Will Bolt someday run a 100 in the 9.3 range and a 200 under 19? Don't bet against it.
 
Bolt's reaction time to the starting gun was just 0.133 seconds. By the middle of the turn, he was just flying.
 
With the crowd shieking encouragment - in a zillion languages - Bolt continued to pour it on. But he still seemed to slow some once the finish line neared, hence the tgalk of an eventual 200 in the 18s.
 
So when's his next celebration scheduled ?
 
About 8:50 p.m Saturday night, for the 4x100.
 
"I definitely showed people that my world records in Beijing were not a joke," he told the press. "I showed people what can be done with hard work and dedication. I am ready for another world record wikth our relay.
 
"I do all this for my country.

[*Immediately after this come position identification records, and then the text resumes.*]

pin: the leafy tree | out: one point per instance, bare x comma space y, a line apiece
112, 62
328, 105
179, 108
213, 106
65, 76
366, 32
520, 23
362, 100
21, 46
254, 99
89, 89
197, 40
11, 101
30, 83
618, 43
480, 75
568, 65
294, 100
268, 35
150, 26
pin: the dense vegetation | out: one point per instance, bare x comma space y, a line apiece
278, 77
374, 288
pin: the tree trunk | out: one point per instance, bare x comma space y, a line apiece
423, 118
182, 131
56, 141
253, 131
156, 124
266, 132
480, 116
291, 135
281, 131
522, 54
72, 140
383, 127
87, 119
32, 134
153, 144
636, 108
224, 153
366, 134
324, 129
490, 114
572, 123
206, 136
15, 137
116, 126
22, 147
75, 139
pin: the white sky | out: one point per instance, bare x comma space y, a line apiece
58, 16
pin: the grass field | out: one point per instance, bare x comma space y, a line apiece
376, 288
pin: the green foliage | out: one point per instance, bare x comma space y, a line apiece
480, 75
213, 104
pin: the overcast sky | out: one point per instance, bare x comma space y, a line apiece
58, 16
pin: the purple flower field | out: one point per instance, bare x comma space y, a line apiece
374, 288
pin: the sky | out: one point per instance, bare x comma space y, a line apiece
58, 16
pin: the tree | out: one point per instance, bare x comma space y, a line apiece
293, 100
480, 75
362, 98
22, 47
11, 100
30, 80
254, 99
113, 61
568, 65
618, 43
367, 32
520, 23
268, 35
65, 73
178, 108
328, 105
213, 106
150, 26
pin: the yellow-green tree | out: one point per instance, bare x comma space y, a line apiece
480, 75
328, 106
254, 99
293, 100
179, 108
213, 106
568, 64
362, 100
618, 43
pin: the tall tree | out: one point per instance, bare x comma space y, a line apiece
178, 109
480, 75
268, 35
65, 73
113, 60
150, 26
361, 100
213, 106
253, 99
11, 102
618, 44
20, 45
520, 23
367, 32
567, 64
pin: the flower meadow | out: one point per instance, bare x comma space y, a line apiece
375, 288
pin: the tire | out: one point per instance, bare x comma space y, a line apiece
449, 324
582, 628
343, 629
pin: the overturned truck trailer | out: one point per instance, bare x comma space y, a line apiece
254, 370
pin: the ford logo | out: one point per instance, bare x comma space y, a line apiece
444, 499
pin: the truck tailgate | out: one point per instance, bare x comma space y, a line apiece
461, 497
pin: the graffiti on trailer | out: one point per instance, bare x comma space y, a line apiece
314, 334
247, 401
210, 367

They are crazy for me and proud of me."
 
Alonzo Edward, a student at Barton County Community College in Great Bend, Kansas running for Panama, snared the silver medal back of Bolt in 19.81 with ex-Arkansas star Wallace Spearmon third for USA in 19.85.
 
Said Spearmon: "I saw Bolt for maybe three seconds. This guy is really fast, he's amazing."
 
They're pretty proud of Melaine Walker right now in Jamaica, too.
 
The 26-year-old graduate of Essex County College in Newark and the University of Texas outdueld top American hope Lashinda Demus, 52.42 to 52.96, to add the Worlds 400-meter hurdles title to the Olympic title she won last year.
 
Finally, after a long morning, afternoon and night of action, Team USA got its winner.
 
By the sport's long-term traditions, the king of the decathlon is the king of all athletes.
 
So salute King Trey Hardee.
 
Pushing himself through the high hurdles, discus, pole vault and javelin Thursday, University of Texas grad Hardee was able to coast on home through the concluding 1500 meters to register an 8,790-point total, best score in the year this year and a clearcut 130 better than silver medalist Leonel Suarez of Cuba.
 
Now, America's deca-holics can't wait till next year, when Bryan Clay steps back into the starting blocks.
 
Clay was the 2008 Beijing Olympic champion - but wound up injured at the USA Nationals in Eugene, Oregon in late June, and so was bounced out of the Berlin trip.
 
Clay's big reward out of Beijing was a Wheaties box contract.
 
Can Hardee now demand equal supermarket shelf position ?.
 
"Who knows," he said, all smiles, as the crowd filed out of Olympic Stadium.
 
It was well past 11 p.m., and time for an American to kick back.